JAKARTA - The signal for an increase in banking interest rates is increasingly felt after the Central Statistics Agency (BPS) officially provides a report regarding the inflation rate which continues to increase.

In a release yesterday, Head of BPS Margo Yuwono said that inflation in April 2022 was recorded at 3.47 percent year on year (yoy). This figure was the highest since August 2019, which at that time was at the level of 3.49 percent.

The core inflation group also rose to 2.60 percent yoy or the highest since June 2020.

The Head of the Fiscal Policy Agency (BKF) of the Ministry of Finance, Febrio Kacaribu, also agreed with the increase in inflation. According to him, the current conditions indicate that national economic activity is at a better level.

"The rising core inflation reflects people's continued recovery in purchasing power," he said in a press statement quoted on Tuesday, May 10.
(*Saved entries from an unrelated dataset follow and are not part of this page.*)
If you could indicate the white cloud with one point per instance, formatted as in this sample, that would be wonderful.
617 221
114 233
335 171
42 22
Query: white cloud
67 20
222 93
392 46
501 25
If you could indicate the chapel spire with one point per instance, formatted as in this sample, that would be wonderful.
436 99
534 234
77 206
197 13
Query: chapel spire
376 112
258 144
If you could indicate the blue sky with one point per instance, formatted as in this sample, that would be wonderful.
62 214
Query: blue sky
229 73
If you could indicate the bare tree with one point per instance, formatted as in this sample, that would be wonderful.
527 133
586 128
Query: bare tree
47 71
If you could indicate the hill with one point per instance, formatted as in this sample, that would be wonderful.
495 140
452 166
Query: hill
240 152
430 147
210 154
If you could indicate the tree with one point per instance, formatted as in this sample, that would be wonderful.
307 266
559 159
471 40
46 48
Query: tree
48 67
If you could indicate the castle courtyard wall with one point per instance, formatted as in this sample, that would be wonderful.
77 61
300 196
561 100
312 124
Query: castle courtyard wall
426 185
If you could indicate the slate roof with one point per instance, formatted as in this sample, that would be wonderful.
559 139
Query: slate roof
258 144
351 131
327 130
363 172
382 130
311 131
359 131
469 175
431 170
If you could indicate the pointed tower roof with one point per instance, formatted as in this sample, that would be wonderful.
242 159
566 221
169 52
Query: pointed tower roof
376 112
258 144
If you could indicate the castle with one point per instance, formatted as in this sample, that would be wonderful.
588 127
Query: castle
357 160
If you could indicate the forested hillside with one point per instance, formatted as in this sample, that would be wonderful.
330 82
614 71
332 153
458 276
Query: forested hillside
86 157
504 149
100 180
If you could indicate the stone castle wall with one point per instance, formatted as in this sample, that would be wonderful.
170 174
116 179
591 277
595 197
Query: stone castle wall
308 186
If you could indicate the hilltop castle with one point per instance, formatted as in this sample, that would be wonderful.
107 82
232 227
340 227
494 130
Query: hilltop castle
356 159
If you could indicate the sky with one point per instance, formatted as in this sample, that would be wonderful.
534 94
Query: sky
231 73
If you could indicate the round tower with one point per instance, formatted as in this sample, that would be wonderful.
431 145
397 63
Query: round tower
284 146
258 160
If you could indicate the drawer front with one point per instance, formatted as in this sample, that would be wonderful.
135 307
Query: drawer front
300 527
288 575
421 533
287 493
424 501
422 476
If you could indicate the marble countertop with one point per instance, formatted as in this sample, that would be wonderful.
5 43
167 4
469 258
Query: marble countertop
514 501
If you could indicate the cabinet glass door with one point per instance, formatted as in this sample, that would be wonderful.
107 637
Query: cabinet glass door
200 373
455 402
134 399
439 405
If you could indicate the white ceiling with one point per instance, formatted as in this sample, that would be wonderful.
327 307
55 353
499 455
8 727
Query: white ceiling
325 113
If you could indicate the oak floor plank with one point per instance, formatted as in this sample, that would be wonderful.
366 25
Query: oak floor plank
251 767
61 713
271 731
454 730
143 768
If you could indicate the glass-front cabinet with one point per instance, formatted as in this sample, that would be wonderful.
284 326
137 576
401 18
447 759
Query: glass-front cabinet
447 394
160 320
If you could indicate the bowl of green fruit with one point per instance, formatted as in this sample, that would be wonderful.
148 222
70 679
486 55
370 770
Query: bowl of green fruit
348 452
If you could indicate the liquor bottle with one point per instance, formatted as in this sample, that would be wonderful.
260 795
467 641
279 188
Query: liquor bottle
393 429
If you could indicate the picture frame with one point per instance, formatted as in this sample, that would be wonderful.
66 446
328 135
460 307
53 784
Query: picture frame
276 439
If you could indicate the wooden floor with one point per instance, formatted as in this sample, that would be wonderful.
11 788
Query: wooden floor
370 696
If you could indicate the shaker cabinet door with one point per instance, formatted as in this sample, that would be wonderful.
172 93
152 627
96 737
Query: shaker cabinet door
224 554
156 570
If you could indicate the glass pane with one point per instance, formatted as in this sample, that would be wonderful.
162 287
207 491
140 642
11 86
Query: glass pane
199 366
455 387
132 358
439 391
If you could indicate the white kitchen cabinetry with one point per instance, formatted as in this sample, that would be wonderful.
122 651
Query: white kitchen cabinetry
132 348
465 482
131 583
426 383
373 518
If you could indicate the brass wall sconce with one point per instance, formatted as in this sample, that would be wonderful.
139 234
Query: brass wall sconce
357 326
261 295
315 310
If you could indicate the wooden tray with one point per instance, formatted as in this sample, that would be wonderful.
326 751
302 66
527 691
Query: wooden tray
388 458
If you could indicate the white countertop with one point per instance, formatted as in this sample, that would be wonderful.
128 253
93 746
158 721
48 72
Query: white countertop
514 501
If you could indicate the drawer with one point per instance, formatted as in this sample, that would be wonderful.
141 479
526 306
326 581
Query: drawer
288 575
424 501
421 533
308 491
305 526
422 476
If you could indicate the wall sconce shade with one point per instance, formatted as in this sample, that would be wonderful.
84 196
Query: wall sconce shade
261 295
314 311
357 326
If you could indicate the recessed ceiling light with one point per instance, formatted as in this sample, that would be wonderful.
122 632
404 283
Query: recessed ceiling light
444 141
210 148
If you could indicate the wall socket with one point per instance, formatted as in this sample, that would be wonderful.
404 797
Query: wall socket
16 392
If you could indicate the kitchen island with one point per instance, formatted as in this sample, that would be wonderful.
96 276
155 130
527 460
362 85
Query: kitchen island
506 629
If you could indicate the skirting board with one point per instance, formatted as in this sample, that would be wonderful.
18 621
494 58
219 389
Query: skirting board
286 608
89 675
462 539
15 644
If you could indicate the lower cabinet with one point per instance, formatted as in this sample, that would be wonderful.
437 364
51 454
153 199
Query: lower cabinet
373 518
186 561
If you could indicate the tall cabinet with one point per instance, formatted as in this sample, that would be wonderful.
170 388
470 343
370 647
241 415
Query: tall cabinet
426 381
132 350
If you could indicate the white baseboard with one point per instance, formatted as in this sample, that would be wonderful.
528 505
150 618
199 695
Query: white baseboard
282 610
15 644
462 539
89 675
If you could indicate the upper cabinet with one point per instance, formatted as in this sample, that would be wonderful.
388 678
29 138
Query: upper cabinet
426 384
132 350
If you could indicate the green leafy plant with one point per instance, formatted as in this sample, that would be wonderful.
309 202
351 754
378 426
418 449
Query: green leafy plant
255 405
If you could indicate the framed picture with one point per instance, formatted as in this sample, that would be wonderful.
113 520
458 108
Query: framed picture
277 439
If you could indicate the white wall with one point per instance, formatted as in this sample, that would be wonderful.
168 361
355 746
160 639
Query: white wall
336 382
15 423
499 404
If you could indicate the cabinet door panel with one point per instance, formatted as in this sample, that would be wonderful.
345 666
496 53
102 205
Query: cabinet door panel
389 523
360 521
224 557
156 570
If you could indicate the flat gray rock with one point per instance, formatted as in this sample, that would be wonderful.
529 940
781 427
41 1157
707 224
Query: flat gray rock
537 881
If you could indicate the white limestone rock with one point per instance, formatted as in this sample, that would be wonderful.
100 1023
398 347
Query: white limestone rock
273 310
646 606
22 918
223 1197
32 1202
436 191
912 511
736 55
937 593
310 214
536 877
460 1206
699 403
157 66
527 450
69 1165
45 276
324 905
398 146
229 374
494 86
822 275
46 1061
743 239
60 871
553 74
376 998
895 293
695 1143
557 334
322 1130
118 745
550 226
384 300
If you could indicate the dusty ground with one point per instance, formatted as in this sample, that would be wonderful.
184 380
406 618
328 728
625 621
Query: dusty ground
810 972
The Ministry of Finance, which is the government's representative, has confirmed that economic activity is on the right track of recovery.

Now, the 'hot ball' is in the hands of Bank Indonesia (BI) as the monetary authority and becomes the policy maker for banking reference rates in the country.

In a press conference at the end of last year, BI Governor Perry Warjiyo had revealed that the interest rate adjustment would only be implemented if there were signs of rising inflation.

“We will continue to pay attention to inflation developments, especially core inflation. If the core inflation goes up, the interest rate will adjust," Perry said on Friday, December 24, 2021.

To note, currently the benchmark interest rate set by Bank Indonesia is the lowest in history at 3.50 percent.

This means that the main banking product, namely credit, is currently implementing the most flat interest rate policy in line with the BI rate reference. Thus, if Bank Indonesia takes steps to increase interest rates, it is certain that banking institutions will also raise their interest rates.

This situation will of course have an impact on the community (customers) who become debtors because they have to pay higher interest obligations than before.